If a lot of other mem policy patches don't go in before .23 goes final,
this patch should apply easily to .23 if we were to defer it to one of
the subsequent stable releases.
Lee
--------------------------------
PATCH Memory Policy: fix reference counting
Against 2.6.23-rc6
This patch proposes fixes to the reference counting of memory policy
in the page allocation paths and in show_numa_map(). Extracted from
my "Memory Policy Cleanups and Enhancements" series as stand-alone.
Shared policy lookup [shmem] has always added a reference to the
policy, but this was never unrefed after page allocation or after
formatting the numa map data.
Default system policy should not require additional ref counting,
nor should the current task's task policy. However, show_numa_map()
calls get_vma_policy() to examine what may be [likely is] another
task's policy. The latter case needs protection against freeing
of the policy.
This patch adds a reference count to a mempolicy returned by
get_vma_policy() when the policy is a vma policy or another
task's mempolicy. Again, shared policy is already reference
counted on lookup. A matching "unref" [__mpol_free()] is performed
in alloc_page_vma() for shared and vma policies, and in
show_numa_map() for shared and another task's mempolicy.
We can call __mpol_free() directly, saving an admittedly
inexpensive inline NULL test, because we know we have a non-NULL
policy.
Handling policy ref counts for hugepages is a bit trickier.

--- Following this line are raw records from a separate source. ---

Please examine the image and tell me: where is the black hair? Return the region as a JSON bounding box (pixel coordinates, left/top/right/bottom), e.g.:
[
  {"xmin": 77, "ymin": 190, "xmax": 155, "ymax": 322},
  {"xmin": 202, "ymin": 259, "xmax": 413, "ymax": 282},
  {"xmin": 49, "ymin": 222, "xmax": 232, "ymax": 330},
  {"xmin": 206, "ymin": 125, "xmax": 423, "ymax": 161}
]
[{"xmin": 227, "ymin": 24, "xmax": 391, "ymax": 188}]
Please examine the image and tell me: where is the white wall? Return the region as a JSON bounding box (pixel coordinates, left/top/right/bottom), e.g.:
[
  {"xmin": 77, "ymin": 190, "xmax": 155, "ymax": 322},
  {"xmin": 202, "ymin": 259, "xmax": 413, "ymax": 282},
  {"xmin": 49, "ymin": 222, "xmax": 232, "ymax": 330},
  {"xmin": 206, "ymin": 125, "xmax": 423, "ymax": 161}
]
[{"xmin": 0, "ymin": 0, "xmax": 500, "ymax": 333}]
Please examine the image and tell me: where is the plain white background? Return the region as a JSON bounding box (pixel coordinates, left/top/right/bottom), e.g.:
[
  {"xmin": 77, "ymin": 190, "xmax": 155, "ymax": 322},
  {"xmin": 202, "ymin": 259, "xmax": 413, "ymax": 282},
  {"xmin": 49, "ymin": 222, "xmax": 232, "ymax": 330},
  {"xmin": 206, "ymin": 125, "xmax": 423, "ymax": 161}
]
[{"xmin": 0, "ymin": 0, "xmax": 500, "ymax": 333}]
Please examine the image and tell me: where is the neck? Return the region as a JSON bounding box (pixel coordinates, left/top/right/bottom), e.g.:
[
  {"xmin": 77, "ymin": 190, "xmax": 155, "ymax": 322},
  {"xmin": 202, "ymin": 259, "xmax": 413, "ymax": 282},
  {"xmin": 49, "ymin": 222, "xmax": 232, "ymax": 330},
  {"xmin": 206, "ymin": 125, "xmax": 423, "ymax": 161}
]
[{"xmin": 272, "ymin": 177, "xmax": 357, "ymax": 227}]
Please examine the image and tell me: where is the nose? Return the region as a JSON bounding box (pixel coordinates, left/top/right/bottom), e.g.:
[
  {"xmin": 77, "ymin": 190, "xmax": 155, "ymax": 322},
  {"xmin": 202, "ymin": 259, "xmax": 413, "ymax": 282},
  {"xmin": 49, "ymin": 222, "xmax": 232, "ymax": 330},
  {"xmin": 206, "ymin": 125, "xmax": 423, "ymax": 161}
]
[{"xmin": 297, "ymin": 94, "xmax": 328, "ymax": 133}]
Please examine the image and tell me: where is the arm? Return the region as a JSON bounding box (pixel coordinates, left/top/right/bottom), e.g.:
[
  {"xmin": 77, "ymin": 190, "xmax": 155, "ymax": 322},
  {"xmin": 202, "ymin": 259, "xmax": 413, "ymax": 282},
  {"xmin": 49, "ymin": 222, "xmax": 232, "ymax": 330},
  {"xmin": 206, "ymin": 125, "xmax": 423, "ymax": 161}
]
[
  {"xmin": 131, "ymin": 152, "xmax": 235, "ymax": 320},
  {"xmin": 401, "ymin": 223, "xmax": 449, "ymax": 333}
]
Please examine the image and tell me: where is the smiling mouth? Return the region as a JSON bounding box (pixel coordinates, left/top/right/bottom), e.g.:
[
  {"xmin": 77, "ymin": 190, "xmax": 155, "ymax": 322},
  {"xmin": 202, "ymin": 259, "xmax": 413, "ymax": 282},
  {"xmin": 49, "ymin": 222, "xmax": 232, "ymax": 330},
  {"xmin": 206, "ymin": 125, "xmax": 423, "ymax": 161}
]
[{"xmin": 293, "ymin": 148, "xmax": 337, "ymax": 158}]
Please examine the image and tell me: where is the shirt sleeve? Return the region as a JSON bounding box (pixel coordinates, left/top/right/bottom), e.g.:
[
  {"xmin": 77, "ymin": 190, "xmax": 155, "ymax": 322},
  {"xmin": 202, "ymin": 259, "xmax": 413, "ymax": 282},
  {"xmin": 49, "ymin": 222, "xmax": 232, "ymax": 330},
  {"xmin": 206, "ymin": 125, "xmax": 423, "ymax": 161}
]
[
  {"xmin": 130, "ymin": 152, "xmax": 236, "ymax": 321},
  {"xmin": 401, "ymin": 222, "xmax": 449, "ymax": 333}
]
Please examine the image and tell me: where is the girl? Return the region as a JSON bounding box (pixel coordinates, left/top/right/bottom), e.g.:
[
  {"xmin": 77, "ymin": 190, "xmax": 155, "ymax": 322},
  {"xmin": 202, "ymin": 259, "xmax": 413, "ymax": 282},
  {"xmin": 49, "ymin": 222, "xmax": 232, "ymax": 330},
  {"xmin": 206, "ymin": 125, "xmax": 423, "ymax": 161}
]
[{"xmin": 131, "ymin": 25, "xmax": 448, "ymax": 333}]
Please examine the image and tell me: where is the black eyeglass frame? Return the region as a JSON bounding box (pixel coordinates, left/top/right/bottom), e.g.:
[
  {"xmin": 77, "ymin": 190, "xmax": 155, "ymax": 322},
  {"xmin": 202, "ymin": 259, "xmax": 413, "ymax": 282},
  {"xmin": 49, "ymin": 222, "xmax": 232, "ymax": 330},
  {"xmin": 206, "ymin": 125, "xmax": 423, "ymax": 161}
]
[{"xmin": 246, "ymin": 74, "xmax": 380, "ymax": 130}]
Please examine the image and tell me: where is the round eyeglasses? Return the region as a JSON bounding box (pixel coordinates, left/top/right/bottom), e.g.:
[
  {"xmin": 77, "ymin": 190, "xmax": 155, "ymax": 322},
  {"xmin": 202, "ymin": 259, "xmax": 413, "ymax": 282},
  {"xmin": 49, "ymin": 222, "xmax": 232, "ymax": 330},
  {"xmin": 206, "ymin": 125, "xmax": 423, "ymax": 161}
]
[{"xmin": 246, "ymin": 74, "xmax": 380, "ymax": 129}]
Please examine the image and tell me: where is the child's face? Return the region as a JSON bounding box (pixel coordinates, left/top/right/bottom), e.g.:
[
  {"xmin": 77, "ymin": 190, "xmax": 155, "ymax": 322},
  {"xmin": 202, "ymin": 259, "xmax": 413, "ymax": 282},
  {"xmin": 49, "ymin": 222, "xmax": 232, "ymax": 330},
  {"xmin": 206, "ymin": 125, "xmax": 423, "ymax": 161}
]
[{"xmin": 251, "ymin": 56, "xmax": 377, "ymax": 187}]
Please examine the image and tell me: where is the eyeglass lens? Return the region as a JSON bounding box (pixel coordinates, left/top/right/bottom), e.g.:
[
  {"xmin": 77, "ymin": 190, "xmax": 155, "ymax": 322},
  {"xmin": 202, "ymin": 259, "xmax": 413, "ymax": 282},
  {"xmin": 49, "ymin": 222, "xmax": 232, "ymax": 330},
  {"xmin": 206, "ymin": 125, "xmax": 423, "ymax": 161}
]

huge_zonelist() returns a zone list that might come from a
shared or vma 'BIND policy. In this case, we should hold the
reference until after the huge page allocation in
dequeue_hugepage(). The patch modifies huge_zonelist() to
return a pointer to the mempolicy if it needs to be unref'd
after allocation.
Kernel Build [16cpu, 32GB, ia64] - average of 10 runs:
w/o patch w/ refcount patch
Avg Std Devn Avg Std Devn
Real: 100.59 0.38 100.63 0.43
User: 1209.60 0.37 1209.91 0.31
System: 81.52 0.42 81.64 0.34
Signed-off-by: Lee Schermerhorn <lee.schermerhorn@hp.com>
include/linux/mempolicy.h | 4 +-
mm/hugetlb.c | 4 +-
mm/mempolicy.c | 79 ++++++++++++++++++++++++++++++++++++++++------
3 files changed, 75 insertions(+), 12 deletions(-)
Index: Linux/mm/mempolicy.c
===================================================================
--- Linux.orig/mm/mempolicy.c 2007-09-12 11:17:19.000000000 -0400
+++ Linux/mm/mempolicy.c 2007-09-17 14:48:39.000000000 -0400
@@ -1077,21 +1077,37 @@ asmlinkage long compat_sys_mbind(compat_
#endif
-/* Return effective policy for a VMA */
+/*
+ * get_vma_policy(@task, @vma, @addr)
+ * @task - task for fallback if vma policy == default
+ * @vma - virtual memory area whose policy is sought
+ * @addr - address in @vma for shared policy lookup
+ *
+ * Returns effective policy for a VMA at specified address.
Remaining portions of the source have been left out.